Gorąca atmosfera na kluczborskim spotkaniu w sprawie S11. Największym problemem planowany węzeł Kluczbork Północ
Wysoka frekwencja i gorąca dyskusja towarzyszyła kluczborskiemu spotkaniu w sprawie planowanej budowy drogi ekspresowej S11.
Kością niezgody jest planowana budowa węzła Kluczbork Północ i prowadzącego do niego łącznika.
- Żyliśmy tak ponad sto lat i było dobrze bez łączników. Węzeł planowany przed Kluczborkiem nie powinien wyglądać tak, jak na przedstawionych planach. On powinien znaleźć się w polach - za Gotartowem - mówi Lidia Toboła.
- My chcemy drugiego węzła przy Kluczborku, tylko wymagamy przesunięcia go w pola.
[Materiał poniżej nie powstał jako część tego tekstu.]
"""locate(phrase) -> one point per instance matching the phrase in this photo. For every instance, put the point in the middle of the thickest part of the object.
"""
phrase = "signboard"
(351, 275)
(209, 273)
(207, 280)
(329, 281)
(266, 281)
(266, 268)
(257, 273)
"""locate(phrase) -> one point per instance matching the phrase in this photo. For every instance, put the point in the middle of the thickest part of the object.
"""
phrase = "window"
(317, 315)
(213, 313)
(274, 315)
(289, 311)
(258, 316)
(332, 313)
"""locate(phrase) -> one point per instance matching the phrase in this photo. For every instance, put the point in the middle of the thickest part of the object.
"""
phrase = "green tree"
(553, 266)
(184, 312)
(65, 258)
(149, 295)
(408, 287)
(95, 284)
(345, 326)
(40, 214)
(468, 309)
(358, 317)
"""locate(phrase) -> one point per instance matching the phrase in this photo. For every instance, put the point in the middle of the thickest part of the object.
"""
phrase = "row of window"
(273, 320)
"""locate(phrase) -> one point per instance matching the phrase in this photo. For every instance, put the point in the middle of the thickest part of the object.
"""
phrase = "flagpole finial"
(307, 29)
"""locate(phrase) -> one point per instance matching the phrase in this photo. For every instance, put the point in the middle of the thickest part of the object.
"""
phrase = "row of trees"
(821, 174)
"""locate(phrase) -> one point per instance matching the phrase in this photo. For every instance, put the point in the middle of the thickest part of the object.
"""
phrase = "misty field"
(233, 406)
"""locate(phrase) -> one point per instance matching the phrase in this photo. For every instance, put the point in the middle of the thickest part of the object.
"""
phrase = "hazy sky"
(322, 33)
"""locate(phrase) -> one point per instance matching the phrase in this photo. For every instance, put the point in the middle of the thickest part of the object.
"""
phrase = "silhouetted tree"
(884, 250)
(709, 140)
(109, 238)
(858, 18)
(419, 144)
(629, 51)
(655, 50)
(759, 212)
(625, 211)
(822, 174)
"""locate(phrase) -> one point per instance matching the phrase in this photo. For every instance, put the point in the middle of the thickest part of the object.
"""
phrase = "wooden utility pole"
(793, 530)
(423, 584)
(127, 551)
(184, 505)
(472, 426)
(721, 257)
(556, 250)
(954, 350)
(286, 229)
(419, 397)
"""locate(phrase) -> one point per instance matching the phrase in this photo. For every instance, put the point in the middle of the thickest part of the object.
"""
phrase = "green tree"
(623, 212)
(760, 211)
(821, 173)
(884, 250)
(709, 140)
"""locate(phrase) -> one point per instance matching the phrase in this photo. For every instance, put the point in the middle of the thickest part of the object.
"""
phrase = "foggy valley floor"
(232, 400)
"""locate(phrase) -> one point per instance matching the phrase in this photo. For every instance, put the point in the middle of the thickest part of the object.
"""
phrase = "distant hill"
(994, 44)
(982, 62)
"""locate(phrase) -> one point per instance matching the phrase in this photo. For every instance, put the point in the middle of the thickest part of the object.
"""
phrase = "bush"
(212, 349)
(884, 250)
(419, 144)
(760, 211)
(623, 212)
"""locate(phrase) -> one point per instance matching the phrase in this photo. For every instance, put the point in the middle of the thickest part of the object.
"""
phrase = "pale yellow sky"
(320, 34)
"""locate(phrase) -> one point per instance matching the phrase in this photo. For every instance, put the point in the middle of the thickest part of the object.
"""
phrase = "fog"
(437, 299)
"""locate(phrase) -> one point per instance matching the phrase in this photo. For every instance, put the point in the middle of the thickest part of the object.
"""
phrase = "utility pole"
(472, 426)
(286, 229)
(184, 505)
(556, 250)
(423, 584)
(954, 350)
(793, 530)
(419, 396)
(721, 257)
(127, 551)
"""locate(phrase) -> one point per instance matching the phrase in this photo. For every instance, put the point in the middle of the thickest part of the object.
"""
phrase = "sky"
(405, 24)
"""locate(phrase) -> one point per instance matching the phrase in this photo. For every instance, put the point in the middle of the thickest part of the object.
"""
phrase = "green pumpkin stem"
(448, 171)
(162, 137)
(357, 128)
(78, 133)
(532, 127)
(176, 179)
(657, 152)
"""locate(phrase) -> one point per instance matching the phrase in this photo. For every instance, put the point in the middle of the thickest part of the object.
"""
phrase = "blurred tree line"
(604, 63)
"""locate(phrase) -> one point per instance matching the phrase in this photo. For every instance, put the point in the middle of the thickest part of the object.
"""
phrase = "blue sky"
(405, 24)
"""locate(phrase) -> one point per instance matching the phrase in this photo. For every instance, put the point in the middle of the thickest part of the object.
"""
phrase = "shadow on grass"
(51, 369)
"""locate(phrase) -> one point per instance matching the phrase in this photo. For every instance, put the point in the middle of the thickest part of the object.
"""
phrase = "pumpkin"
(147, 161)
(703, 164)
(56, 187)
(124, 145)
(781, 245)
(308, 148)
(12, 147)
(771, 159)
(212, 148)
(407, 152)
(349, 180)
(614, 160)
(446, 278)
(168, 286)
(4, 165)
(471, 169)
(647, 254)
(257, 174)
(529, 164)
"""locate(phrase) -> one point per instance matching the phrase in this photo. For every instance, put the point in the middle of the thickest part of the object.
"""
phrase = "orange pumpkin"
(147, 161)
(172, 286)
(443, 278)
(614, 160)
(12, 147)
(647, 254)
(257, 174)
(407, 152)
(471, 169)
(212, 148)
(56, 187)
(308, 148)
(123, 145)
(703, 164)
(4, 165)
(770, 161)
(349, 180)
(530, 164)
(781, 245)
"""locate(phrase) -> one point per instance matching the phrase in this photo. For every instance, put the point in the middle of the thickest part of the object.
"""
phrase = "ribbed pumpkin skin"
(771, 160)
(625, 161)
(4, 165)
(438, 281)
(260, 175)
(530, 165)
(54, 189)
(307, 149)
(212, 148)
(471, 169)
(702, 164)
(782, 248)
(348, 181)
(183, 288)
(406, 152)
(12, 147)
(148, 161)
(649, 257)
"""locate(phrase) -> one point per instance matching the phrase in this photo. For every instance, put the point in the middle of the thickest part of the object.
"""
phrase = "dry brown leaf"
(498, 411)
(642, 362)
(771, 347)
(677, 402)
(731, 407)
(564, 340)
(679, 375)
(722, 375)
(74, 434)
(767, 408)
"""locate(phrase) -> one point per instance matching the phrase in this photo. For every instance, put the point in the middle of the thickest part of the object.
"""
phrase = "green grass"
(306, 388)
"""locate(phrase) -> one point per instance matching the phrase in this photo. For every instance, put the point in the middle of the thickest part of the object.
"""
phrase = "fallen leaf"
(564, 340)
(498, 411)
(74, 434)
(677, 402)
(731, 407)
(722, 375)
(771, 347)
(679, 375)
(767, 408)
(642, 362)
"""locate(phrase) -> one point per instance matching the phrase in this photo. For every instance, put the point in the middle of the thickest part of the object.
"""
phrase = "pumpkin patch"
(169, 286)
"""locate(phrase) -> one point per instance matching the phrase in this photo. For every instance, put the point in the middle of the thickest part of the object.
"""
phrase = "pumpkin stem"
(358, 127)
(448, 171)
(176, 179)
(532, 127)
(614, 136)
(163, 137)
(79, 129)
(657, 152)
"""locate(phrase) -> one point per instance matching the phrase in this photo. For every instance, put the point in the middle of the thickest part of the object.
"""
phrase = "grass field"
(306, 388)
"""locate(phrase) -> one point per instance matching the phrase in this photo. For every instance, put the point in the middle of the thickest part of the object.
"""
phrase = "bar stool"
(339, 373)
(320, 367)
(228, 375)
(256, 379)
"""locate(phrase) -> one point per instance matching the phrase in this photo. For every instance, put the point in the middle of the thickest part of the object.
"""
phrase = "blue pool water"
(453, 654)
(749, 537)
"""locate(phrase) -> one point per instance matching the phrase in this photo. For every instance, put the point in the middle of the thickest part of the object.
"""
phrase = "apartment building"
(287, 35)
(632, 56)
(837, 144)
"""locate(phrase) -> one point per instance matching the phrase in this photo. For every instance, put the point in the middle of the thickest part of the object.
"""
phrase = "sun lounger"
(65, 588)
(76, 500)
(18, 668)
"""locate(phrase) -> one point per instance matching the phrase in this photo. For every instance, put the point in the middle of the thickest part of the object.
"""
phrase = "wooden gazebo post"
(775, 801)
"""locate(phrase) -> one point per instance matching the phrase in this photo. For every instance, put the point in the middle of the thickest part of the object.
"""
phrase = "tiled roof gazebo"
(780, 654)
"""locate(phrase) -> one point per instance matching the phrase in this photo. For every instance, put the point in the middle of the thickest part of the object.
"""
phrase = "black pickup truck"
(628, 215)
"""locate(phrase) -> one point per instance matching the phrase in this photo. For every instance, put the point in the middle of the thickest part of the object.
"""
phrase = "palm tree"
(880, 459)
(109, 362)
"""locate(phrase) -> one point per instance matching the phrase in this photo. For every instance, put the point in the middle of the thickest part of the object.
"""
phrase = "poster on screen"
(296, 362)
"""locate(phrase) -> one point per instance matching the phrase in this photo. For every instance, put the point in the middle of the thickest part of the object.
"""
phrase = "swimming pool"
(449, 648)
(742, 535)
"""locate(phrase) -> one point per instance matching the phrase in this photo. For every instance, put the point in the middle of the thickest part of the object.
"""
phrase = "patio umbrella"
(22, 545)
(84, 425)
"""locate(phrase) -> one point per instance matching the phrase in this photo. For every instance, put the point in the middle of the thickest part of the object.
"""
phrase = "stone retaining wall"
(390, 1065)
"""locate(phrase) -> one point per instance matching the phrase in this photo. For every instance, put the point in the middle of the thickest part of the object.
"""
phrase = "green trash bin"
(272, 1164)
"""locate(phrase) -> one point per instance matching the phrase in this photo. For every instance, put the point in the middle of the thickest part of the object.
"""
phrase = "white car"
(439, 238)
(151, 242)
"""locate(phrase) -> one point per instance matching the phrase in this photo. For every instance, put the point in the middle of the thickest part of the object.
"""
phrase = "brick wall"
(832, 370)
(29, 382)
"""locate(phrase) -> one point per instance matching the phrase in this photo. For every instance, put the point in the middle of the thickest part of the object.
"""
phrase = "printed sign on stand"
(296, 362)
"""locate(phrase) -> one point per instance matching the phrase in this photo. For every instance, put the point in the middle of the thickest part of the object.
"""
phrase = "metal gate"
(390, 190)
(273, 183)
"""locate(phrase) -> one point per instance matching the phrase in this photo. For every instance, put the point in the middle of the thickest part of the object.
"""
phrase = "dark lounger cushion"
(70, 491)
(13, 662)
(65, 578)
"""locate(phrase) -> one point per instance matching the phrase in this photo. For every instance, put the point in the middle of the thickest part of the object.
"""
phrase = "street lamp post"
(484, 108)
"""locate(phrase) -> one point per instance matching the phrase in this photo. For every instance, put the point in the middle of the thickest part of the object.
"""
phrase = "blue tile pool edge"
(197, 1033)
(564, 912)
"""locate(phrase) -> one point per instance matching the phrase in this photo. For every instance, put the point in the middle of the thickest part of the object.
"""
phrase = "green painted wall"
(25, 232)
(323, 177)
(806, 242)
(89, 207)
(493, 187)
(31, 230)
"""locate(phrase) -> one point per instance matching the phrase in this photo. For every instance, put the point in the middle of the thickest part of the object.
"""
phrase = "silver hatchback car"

Tam nie będzie nikomu przeszkadzać, cały ruch pójdzie bokiem - poza Kluczborkiem i Gotartowem. Będzie typowy tranzyt dla kierowców niezainteresowanych wjazdem do Kluczborka i oni ominą miasto zupełnie. Wówczas wszyscy będą szczęśliwi - dodaje Piotr Gałka.
Zdaniem Lidii Markowskiej, pełniącej obowiązki dyrektora opolskiego oddziału GDDKiA, spotkanie było bardzo konstruktywne. - Jeszcze raz pochylimy się nad wszystkimi wnioskami mieszkańców - zaznacza.
- Chcemy zrobić to jak najszybciej, biorąc pod uwagę wszystkie głosy i uwagi. Czy uda się znaleźć konsensus, zobaczymy. Na pewno ta sprawa zostanie potraktowana bardzo poważnie. Po podsumowaniu wszystkich analiz zorganizujemy jeszcze jedno spotkanie i przedstawimy efekt.
Dodajmy, w tej sprawie Lidia Markowska zapowiedziała też spotkanie z władzami centralnymi GDDKiA w Warszawie.